Sometimes, we need to take some action based on some value (the answer), but do not know what the value is. We can take what we do know (the question) and turn it into a model that makes a prediction about what the answer is. Confidence is a property of such a model, and thus relative to the actor. The confidence interval represents the model’s take of what is needed to find the answer, and how much is already known.
For example, when trying to predict some quantities, a model will output a probability distribution (a prediction that includes a confidence interval), based on everything that is known. “Everything that is known” is both data and mechanism (how the data affects the outcome).
Predictive models are built on many assumptions, each of which can be right or wrong. Generally, these assumptions are things which are known and which the model treats with very high confidence.
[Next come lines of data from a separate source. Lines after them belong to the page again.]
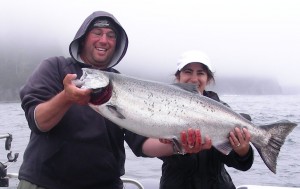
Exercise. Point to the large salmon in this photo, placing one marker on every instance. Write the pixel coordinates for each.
(159, 110)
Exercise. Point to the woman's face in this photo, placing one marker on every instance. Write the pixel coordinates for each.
(194, 73)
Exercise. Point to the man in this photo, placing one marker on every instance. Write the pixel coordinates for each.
(72, 146)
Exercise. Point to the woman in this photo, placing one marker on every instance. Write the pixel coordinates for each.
(204, 170)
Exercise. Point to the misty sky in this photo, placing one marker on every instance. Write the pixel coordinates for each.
(251, 37)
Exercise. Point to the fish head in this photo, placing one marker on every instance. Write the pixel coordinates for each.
(92, 79)
(99, 82)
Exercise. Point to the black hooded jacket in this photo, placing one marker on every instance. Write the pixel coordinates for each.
(84, 150)
(204, 170)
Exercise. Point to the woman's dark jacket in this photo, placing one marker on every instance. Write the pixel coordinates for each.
(204, 170)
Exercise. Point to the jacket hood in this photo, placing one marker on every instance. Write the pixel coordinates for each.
(122, 41)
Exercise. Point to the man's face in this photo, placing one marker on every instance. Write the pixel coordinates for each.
(99, 47)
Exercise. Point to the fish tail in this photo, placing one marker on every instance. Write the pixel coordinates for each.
(269, 151)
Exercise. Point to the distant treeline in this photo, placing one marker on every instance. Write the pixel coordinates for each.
(16, 67)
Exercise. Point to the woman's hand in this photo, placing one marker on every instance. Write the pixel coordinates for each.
(191, 141)
(240, 141)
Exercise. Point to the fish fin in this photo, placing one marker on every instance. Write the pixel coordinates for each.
(269, 151)
(225, 148)
(187, 87)
(114, 111)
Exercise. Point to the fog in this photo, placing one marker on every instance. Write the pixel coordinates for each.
(257, 38)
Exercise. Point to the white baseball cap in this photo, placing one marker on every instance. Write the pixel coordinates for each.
(193, 56)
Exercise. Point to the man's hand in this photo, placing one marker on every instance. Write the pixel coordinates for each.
(240, 141)
(73, 93)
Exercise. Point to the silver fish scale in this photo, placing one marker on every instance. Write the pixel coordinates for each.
(160, 110)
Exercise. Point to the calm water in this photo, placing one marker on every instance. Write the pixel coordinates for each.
(263, 110)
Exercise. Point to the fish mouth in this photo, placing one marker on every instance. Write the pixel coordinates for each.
(101, 95)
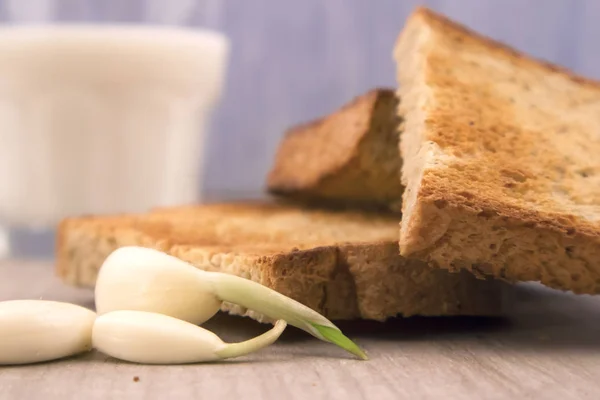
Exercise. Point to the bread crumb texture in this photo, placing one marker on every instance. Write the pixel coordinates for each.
(344, 265)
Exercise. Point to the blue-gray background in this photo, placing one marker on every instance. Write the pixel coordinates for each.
(294, 60)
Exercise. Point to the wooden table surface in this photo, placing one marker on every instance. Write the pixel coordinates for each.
(548, 347)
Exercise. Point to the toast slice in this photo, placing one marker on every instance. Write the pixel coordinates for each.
(348, 157)
(344, 265)
(500, 156)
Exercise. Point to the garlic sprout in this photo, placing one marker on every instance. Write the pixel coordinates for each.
(151, 338)
(142, 279)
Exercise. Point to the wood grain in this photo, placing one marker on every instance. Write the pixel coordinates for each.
(548, 347)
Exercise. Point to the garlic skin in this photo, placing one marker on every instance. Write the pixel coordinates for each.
(34, 331)
(140, 279)
(151, 338)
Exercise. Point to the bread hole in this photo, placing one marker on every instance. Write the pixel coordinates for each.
(489, 147)
(487, 214)
(569, 251)
(584, 173)
(466, 195)
(515, 175)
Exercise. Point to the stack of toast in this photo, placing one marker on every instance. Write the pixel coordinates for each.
(477, 172)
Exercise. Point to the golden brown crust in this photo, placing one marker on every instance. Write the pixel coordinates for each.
(346, 157)
(500, 159)
(342, 264)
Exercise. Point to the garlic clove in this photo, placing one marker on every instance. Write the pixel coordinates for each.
(136, 278)
(144, 279)
(151, 338)
(39, 330)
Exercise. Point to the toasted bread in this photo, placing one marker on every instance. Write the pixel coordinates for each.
(344, 265)
(348, 157)
(500, 154)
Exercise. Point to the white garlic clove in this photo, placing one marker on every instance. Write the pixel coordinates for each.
(39, 330)
(151, 338)
(141, 279)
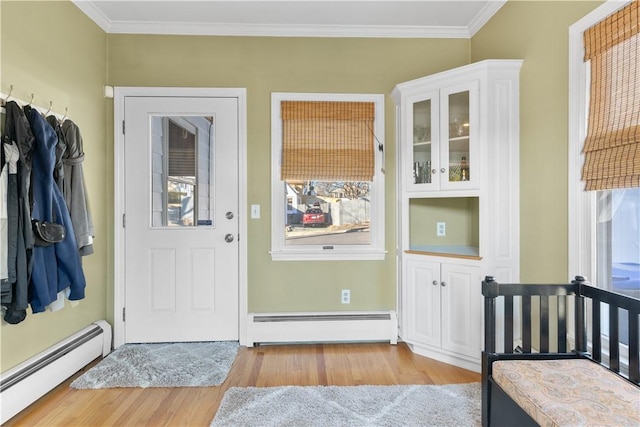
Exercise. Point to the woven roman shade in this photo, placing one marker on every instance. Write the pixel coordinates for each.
(612, 145)
(182, 151)
(327, 141)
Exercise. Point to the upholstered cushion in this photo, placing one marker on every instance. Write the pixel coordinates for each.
(573, 392)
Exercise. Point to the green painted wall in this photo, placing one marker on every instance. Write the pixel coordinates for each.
(538, 32)
(51, 49)
(271, 64)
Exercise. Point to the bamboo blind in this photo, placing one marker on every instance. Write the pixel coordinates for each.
(612, 145)
(327, 141)
(182, 151)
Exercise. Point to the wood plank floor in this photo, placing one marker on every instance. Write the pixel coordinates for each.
(264, 366)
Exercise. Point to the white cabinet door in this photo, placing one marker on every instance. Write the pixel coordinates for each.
(422, 301)
(461, 309)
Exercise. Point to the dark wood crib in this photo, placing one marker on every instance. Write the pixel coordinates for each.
(538, 315)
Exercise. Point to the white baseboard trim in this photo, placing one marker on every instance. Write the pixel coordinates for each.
(459, 360)
(322, 327)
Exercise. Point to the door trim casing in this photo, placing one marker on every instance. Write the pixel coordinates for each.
(120, 93)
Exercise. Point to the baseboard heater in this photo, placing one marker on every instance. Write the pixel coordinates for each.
(24, 384)
(322, 327)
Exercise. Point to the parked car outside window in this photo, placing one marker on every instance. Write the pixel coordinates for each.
(313, 217)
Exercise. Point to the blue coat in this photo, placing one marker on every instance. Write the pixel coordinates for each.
(58, 266)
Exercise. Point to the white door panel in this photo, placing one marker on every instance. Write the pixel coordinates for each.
(181, 207)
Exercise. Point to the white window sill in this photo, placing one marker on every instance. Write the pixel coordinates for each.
(328, 255)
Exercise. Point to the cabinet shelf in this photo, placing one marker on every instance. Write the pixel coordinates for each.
(464, 252)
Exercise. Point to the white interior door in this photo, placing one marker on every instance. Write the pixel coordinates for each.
(181, 219)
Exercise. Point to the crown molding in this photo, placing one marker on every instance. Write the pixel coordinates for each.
(269, 30)
(484, 16)
(96, 15)
(266, 30)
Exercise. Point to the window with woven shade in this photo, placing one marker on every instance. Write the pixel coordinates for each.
(604, 155)
(612, 144)
(327, 180)
(327, 141)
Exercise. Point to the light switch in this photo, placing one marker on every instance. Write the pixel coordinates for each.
(255, 211)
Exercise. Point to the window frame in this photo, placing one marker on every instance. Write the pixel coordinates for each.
(582, 205)
(280, 251)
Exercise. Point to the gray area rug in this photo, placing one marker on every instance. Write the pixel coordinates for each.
(192, 364)
(401, 405)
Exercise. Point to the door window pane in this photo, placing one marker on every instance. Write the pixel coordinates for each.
(182, 171)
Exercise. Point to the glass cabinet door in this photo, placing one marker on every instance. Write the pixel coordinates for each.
(422, 139)
(422, 142)
(458, 160)
(459, 167)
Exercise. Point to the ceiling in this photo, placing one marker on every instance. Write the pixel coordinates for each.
(294, 18)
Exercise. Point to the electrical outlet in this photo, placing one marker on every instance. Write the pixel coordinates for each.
(345, 296)
(255, 211)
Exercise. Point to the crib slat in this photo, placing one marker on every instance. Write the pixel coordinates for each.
(544, 324)
(508, 324)
(596, 339)
(634, 355)
(526, 324)
(562, 324)
(614, 342)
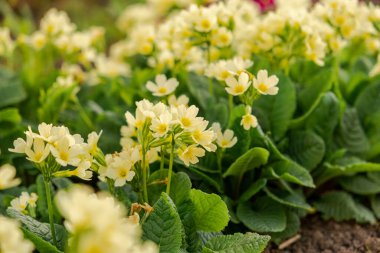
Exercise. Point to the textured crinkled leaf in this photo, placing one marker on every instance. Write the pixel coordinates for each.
(265, 215)
(211, 213)
(341, 206)
(41, 230)
(351, 134)
(253, 189)
(286, 198)
(164, 226)
(239, 243)
(322, 118)
(375, 205)
(280, 108)
(360, 184)
(293, 225)
(368, 101)
(40, 244)
(306, 148)
(331, 171)
(292, 172)
(252, 159)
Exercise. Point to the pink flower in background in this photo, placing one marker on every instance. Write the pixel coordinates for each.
(266, 4)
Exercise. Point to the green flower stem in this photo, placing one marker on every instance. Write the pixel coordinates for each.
(144, 170)
(111, 186)
(170, 166)
(162, 162)
(230, 103)
(50, 209)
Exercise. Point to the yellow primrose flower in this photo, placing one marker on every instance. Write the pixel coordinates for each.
(248, 120)
(264, 84)
(189, 155)
(237, 87)
(163, 86)
(7, 177)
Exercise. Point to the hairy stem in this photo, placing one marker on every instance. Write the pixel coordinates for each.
(50, 209)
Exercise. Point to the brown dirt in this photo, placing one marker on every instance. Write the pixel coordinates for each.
(318, 236)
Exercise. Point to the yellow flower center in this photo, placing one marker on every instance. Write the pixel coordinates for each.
(197, 135)
(122, 173)
(162, 128)
(206, 24)
(162, 90)
(38, 156)
(64, 155)
(224, 143)
(225, 74)
(239, 88)
(186, 122)
(262, 87)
A false assumption, treating something wrong as right, is the greatest danger to a model. This is why knowing more (aka more data) does not always make a model better. Remember, not all data increases information - it only does so within the understanding of how much is also unknown. For example, based on an assumption of a smaller alphabet, one might have false confidence in the information of a few letters. Seeing another white swan will in fact make your swan-predictive model worse, if you don’t know about the existence of black swans. This is roughly why big data can be misleading - it holds the potential to accentuate confidence in models that are wrong. Hubris is the denial of the possibility of false assumptions.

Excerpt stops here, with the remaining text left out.